Of course, I’m the analytical type, so with regard to the following: YMMV.
But not by very much.
In my final year of college, I was about eight years older than most of my fellow students. And it showed.
In one class, we were to set up a fictional corporate communications strategic plan for a selected company. This would include budgeting for everything—equipment, staffing, salaries, the lot.
My colleagues were so ignorant they had no idea what to pay the clerk/ secretary they would need to hire. They didn’t even know where to look. So they ballparked a very, very nice salary out of thin air.

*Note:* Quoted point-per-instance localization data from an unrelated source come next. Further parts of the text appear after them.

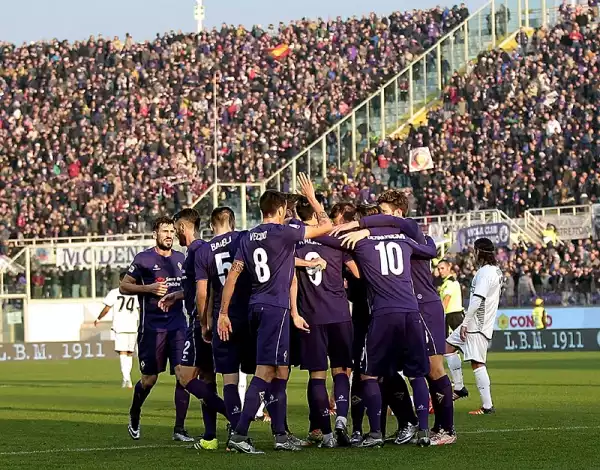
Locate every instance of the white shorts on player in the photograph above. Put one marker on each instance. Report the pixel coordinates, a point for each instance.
(125, 342)
(474, 348)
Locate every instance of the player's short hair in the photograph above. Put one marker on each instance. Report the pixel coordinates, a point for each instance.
(395, 198)
(162, 220)
(222, 216)
(271, 201)
(304, 210)
(189, 215)
(485, 251)
(365, 210)
(346, 209)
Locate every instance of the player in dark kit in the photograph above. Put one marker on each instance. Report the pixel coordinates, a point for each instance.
(196, 371)
(214, 264)
(267, 253)
(161, 334)
(323, 303)
(396, 336)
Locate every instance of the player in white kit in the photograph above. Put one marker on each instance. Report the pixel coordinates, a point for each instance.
(475, 333)
(125, 313)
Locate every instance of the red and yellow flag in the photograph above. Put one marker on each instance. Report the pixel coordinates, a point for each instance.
(280, 52)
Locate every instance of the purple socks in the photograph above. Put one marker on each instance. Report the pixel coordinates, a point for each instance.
(182, 401)
(341, 391)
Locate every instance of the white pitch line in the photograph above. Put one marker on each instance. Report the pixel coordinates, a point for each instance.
(165, 446)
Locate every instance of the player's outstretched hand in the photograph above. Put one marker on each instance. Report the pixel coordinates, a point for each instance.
(349, 240)
(158, 288)
(224, 327)
(348, 226)
(300, 323)
(207, 335)
(167, 302)
(306, 186)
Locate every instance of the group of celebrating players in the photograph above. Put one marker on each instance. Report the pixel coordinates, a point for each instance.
(351, 293)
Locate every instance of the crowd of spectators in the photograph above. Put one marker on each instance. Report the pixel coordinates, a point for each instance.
(99, 136)
(521, 131)
(566, 274)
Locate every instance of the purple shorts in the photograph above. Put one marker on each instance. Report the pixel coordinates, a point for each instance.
(361, 327)
(333, 341)
(396, 342)
(196, 352)
(155, 347)
(432, 314)
(235, 354)
(271, 327)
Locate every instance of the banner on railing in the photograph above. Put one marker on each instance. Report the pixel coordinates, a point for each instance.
(420, 159)
(498, 233)
(570, 226)
(119, 256)
(55, 351)
(558, 318)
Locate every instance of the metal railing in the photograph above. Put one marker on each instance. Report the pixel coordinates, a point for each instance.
(398, 101)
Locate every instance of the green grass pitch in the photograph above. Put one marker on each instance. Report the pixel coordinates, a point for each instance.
(74, 415)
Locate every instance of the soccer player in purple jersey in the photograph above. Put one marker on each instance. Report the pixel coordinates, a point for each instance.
(213, 266)
(267, 253)
(396, 336)
(395, 203)
(161, 334)
(323, 303)
(196, 371)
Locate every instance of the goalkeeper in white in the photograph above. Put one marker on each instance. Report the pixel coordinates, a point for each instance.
(475, 333)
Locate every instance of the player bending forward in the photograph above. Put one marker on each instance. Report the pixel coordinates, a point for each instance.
(125, 311)
(475, 332)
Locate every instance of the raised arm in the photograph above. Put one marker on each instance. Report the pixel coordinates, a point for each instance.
(324, 224)
(202, 302)
(129, 286)
(427, 251)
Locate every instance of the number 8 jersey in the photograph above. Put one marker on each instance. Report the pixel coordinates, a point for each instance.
(268, 254)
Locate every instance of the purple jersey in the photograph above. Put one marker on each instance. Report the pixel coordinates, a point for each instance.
(149, 267)
(213, 264)
(384, 262)
(421, 269)
(268, 253)
(189, 279)
(321, 295)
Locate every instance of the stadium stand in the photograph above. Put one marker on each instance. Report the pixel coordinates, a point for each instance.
(521, 131)
(99, 136)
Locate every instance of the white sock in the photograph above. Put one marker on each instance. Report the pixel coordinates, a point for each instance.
(482, 379)
(455, 366)
(126, 365)
(242, 387)
(261, 410)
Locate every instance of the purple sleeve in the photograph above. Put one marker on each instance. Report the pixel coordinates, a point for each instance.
(427, 251)
(408, 227)
(295, 232)
(134, 269)
(200, 264)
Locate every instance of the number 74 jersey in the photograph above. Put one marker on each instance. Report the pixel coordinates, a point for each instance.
(125, 311)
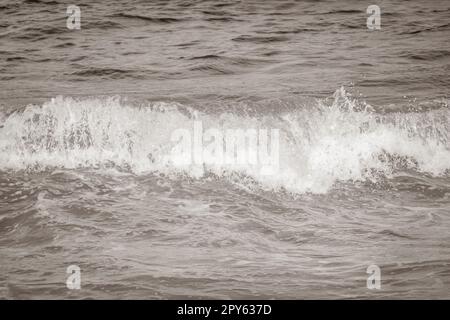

I knew they could stop in the library, open the US Labor Department’s “Occupational Outlook Handbook” and find out everything there was to know about clerks and secretaries—including their salaries. (Yes, Virginia, even in those days.) And these people were going to be journalists—in other words, professional researchers. The mind reels.
But I digress.
I was in another class called “Industrial Marketing” that was excellent. There again, I had more experience than the other students who knew relatively little about the world and even less about the world of business.
But that was no excuse.
This course took the “case study” approach: For each class, we were given an assignment from the textbook. Each book chapter was a business problem. Each problem (or case) had been written by some grad student or assistant or other fledgling as part of their course of study.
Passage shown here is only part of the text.